The insurance companies are the primary payers, according to MSP Recovery’s claims.

“Under the Act, Medicare and MAOs still can, as a stopgap measure, make a ‘conditional payment’ to cover their beneficiaries’ medical bills when the primary payer ‘cannot reasonably be expected to make payment with respect to such item or service promptly,’” Walker said. Those are the payments MSP is seeking to recover. Billions of dollars worth, according to Ruiz.

Nancy Copperthwaite of Akerman in Miami argued on behalf of Ace American Insurance Co., the first named defendant, asking to affirm the dismissals. Copperthwaite could not be reached immediately for comment.

American Property Casualty Insurance Association and Personal Insurance Federation of Florida filed an amicus brief supporting the insurance companies.
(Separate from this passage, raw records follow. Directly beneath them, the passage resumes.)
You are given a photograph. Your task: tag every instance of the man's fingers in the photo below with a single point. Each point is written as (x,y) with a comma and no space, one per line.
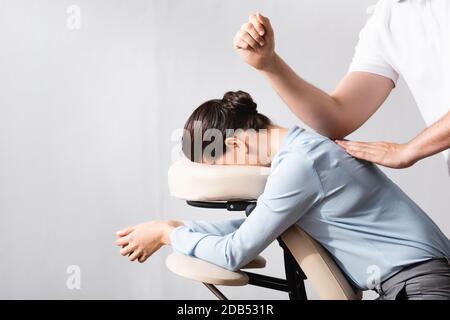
(244,36)
(362,154)
(124,232)
(257,25)
(252,31)
(241,44)
(136,254)
(142,258)
(266,23)
(122,241)
(127,250)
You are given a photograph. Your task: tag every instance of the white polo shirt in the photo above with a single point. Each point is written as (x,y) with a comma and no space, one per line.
(410,38)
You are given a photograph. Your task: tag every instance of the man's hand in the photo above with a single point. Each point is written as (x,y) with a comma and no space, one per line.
(255,42)
(141,241)
(387,154)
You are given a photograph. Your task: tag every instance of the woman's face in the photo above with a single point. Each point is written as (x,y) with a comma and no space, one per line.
(247,147)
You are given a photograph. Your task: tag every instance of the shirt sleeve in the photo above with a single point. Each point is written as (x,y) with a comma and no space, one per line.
(219,228)
(292,189)
(369,52)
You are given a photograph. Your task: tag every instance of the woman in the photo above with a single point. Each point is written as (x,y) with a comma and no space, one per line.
(360,216)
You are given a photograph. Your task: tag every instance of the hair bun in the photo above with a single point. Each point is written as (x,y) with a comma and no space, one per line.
(239,101)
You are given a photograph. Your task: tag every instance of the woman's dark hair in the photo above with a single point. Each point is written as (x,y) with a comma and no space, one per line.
(236,110)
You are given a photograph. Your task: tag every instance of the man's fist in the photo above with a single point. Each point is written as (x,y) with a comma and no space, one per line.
(255,42)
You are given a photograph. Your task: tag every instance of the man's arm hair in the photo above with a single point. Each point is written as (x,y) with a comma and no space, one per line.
(335,115)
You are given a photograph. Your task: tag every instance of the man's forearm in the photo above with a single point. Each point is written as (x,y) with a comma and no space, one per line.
(432,140)
(334,115)
(314,107)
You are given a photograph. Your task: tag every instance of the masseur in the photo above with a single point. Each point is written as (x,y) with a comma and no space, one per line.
(408,38)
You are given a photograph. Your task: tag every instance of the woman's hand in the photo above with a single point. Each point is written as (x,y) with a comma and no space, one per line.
(141,241)
(255,42)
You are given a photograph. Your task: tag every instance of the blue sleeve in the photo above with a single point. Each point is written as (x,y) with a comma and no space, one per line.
(220,228)
(292,189)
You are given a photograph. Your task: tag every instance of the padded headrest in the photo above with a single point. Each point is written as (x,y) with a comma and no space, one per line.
(203,182)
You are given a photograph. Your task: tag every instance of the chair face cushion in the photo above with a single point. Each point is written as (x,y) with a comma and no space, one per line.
(203,182)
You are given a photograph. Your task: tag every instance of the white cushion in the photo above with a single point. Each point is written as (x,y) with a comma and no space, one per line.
(202,182)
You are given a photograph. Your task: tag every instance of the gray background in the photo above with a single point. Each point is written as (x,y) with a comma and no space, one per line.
(86,118)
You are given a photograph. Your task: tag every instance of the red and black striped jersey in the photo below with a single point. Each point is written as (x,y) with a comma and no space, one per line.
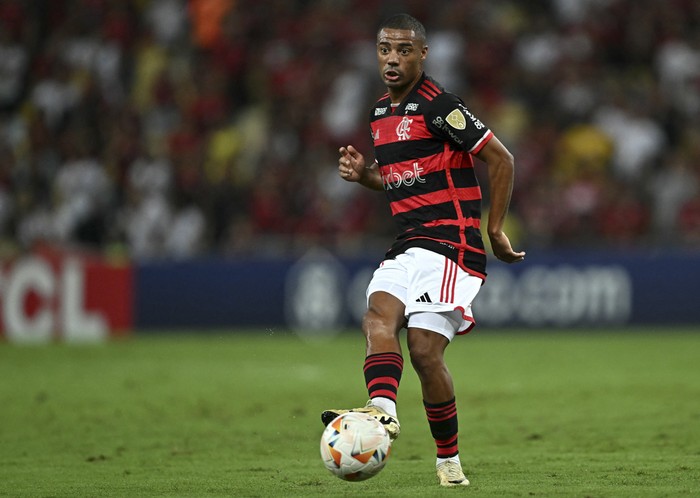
(423,148)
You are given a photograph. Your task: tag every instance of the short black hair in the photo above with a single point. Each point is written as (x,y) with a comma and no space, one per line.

Their attorneys include: Michael Menapace of Wiggin & Dana in New Haven, Connecticut, Ivana Greco of Robinson & Cole in Hartford, Connecticut, and Scott Hiaasen in Miami.

MSP’s “theory of standing has been endorsed by no court. Nor should it be,” the insurance lawyers said in their amicus brief. “Subcontractors have no statutory rights or obligations under the Act, only contractual relationships with the entities that do.”

But Walker disagreed.

“Depending on how MSPRC’s relationships with its affiliated series LLCs are structured, MSPRC may have the same rights as or rights separate from the series LLCs with respect to the assignments,” Walker said. “Nothing in the record suggests that MSPRC’s relationships with its series LLCs preclude MSPRC from asserting those series LLCs’ rights.”

The panel reversed dismissals of the MSP lawsuits and remanded them for “further proceedings consistent with this opinion.”

Ruiz called it “a landmark decision for at-risk medical providers.”